A Beginners Guide to IPO
An IPO (Initial Public Offering) is just the starting of a new life of a company. Before the IPO, the company was called a private company, and after listing, it'll be known as a public company.
The IPO brings many changes in the functioning of the company like the way management works, the entry of new shareholders, the risk of retail investors, and the list goes on. Here are the answers to the most commonly asked questions about IPO.
How does the IPO process work?
Is investing in an IPO is a good idea?
Investing in an IPO is not always a good idea. Just like shares, before investing in IPOs, investors should analyze the company in detail.

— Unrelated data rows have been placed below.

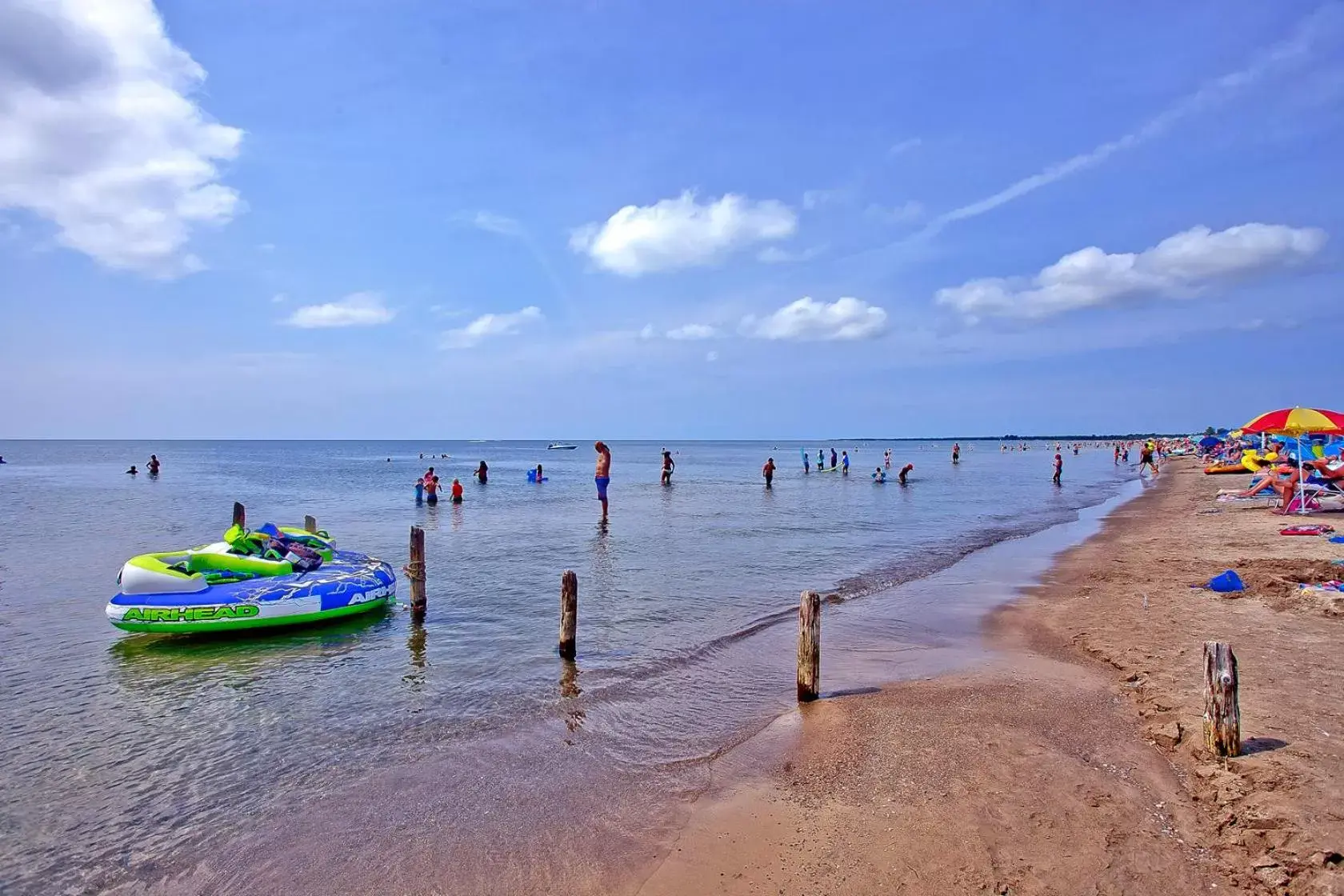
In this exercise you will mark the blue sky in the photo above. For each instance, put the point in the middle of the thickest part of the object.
(566, 219)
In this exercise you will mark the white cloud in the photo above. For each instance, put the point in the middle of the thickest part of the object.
(491, 326)
(902, 214)
(100, 136)
(776, 255)
(494, 223)
(682, 233)
(1210, 94)
(818, 198)
(806, 318)
(1176, 267)
(357, 310)
(903, 146)
(693, 330)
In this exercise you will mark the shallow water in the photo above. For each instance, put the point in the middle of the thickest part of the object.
(128, 754)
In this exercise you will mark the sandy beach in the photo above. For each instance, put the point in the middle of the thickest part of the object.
(1073, 761)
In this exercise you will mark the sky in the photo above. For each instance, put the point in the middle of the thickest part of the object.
(705, 219)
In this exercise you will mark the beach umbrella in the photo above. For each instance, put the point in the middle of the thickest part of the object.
(1298, 422)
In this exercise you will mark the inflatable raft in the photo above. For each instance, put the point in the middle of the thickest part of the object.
(273, 577)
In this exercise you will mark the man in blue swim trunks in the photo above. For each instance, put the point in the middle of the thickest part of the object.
(604, 473)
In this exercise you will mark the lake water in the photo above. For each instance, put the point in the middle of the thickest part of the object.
(130, 759)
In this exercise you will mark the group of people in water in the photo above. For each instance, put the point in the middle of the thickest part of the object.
(151, 466)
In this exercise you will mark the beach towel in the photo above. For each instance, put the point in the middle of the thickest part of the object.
(1308, 530)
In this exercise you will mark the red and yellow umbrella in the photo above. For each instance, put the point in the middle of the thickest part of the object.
(1298, 421)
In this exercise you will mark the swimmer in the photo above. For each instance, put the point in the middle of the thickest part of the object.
(602, 473)
(668, 466)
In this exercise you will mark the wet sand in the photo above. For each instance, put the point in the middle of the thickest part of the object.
(1071, 762)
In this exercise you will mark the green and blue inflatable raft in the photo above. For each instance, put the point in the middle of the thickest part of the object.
(273, 577)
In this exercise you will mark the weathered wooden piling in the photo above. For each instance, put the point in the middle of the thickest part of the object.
(415, 574)
(569, 613)
(810, 645)
(1222, 714)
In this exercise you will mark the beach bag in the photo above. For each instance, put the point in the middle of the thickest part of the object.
(1226, 582)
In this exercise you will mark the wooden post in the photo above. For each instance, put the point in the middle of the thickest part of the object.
(415, 573)
(569, 613)
(810, 645)
(1222, 715)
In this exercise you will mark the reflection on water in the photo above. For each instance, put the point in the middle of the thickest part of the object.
(155, 660)
(124, 754)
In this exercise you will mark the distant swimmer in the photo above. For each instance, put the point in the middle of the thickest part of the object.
(668, 466)
(602, 474)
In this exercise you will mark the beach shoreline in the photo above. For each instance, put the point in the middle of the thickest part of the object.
(1071, 761)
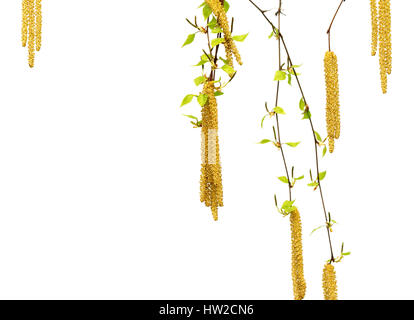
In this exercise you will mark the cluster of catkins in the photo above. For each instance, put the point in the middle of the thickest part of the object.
(381, 33)
(298, 277)
(231, 49)
(211, 188)
(32, 27)
(330, 289)
(333, 117)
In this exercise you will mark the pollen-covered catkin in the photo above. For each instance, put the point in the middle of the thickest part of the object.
(231, 49)
(330, 290)
(32, 27)
(298, 277)
(374, 23)
(333, 117)
(38, 24)
(32, 37)
(385, 45)
(211, 188)
(25, 21)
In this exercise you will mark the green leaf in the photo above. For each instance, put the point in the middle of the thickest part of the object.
(240, 38)
(206, 11)
(213, 23)
(324, 151)
(190, 116)
(280, 75)
(187, 99)
(302, 104)
(293, 144)
(228, 69)
(284, 179)
(261, 125)
(279, 110)
(216, 42)
(189, 40)
(202, 99)
(200, 80)
(264, 141)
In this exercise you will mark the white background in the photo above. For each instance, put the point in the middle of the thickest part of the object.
(99, 170)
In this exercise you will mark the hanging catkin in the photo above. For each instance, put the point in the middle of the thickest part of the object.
(231, 49)
(333, 118)
(32, 27)
(385, 45)
(330, 289)
(211, 188)
(298, 277)
(374, 23)
(38, 24)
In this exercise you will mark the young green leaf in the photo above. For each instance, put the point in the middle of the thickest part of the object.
(187, 99)
(189, 40)
(190, 116)
(200, 80)
(316, 229)
(264, 141)
(228, 69)
(206, 11)
(302, 104)
(216, 42)
(226, 6)
(306, 115)
(279, 110)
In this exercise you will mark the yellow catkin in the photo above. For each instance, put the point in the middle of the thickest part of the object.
(231, 49)
(32, 26)
(330, 290)
(38, 24)
(298, 277)
(333, 117)
(385, 46)
(211, 188)
(25, 22)
(374, 23)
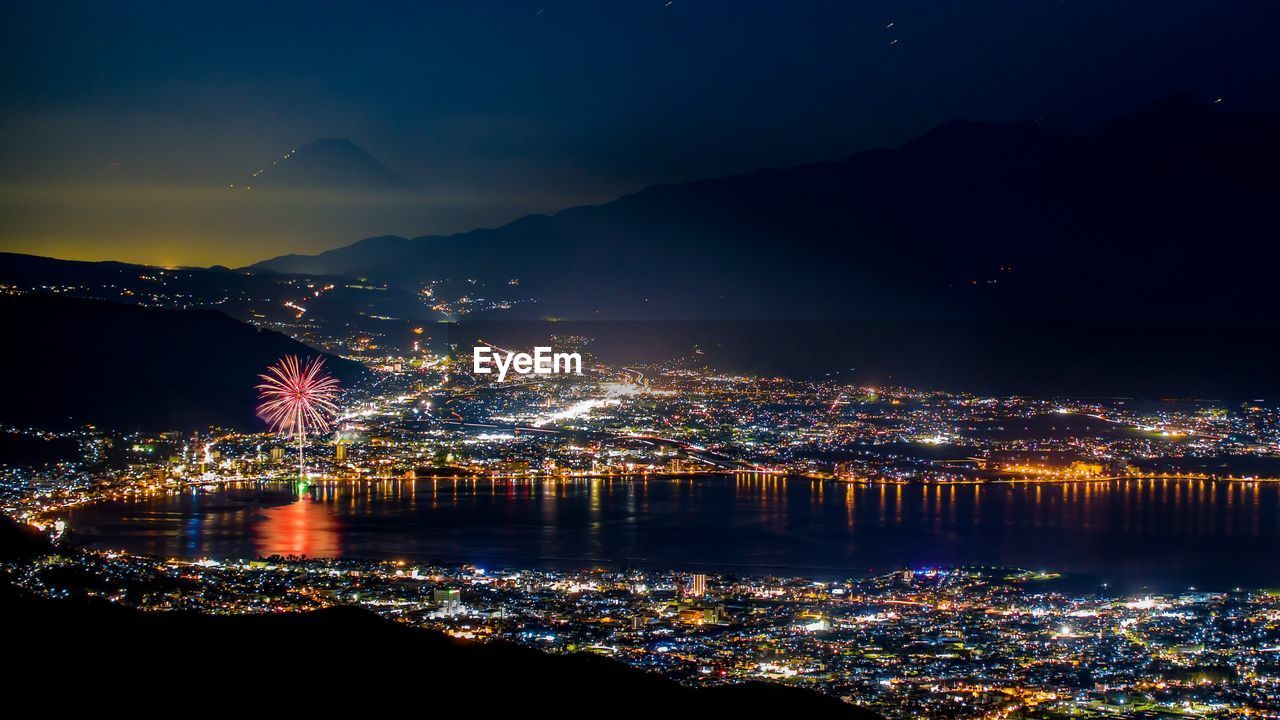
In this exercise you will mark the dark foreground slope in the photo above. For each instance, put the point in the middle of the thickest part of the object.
(73, 361)
(80, 655)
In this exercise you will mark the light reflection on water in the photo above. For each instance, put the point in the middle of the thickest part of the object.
(1152, 531)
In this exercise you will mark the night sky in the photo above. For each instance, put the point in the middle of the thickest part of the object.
(124, 123)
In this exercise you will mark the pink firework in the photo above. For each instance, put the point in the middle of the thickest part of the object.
(297, 396)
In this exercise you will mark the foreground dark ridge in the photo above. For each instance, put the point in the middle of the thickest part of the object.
(333, 659)
(136, 368)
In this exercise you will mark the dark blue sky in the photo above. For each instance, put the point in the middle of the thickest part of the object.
(503, 108)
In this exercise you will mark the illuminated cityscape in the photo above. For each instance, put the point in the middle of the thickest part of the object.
(663, 359)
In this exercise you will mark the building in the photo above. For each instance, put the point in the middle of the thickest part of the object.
(698, 586)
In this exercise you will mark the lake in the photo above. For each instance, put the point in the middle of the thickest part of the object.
(1165, 534)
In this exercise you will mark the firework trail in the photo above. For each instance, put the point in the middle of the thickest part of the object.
(296, 396)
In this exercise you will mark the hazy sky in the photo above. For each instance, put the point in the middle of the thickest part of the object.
(124, 122)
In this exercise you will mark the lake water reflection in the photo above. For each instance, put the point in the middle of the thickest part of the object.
(1153, 532)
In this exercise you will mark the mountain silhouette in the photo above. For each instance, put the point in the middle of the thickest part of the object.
(328, 163)
(126, 367)
(1165, 212)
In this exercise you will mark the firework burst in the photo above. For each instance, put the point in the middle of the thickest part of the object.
(297, 396)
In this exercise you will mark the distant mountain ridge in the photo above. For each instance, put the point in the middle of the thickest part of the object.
(328, 163)
(968, 220)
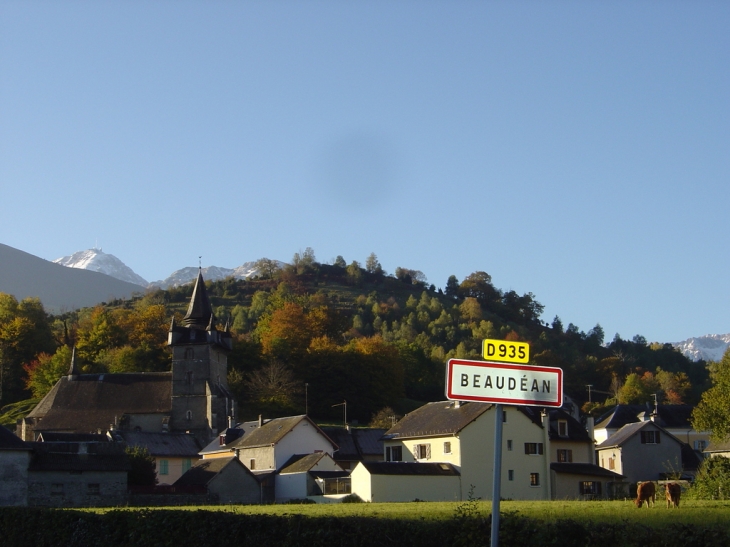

They should read the prospectus carefully before making the investment decision. A few things that the investors need to focus before going for an IPO are:
- Understand the business of the company
- The future growth of the company
- The risk associated with the business of the company
- The past performance
- The reason to raise the fund
- Peer comparison
How can I buy IPO stocks? or How do I invest in an IPO stock?
There are two ways to invest in an IPO. If the investor is already a client of an underwriter, then he/she may get the opportunity to participate directly in the IPO. Usually, this option is available to HNIs and institutional investors.
For retail investors, to buy IPO stocks, they need to open an account with a registered stockbroker. The investors can place an order with the broker to purchase the IPO shares.
What are the pros and cons of the IPO?
How do I find new IPO stocks?
The most reliable source for tracking the upcoming IPO is the website of the exchange. There will be an exclusive section for IPO on the site of every exchange. For example, on the website of NYSE, under 'Listing" there is an option called "IPO Center" which gives information on recent IPOs.
Apart from this, Google News, as well as Yahoo Finance, also gives information about all upcoming IPOs.
Can I sell IPO stock on the listing day? or Can you sell an IPO immediately?
Yes, it's possible to sell IPO stocks on the listing day. The IPO shares will be in the broker account of the investor, and he/she can sell it at any time after the listing. Once the stock has begun trading, the IPO shares can be bought and sold like other stocks.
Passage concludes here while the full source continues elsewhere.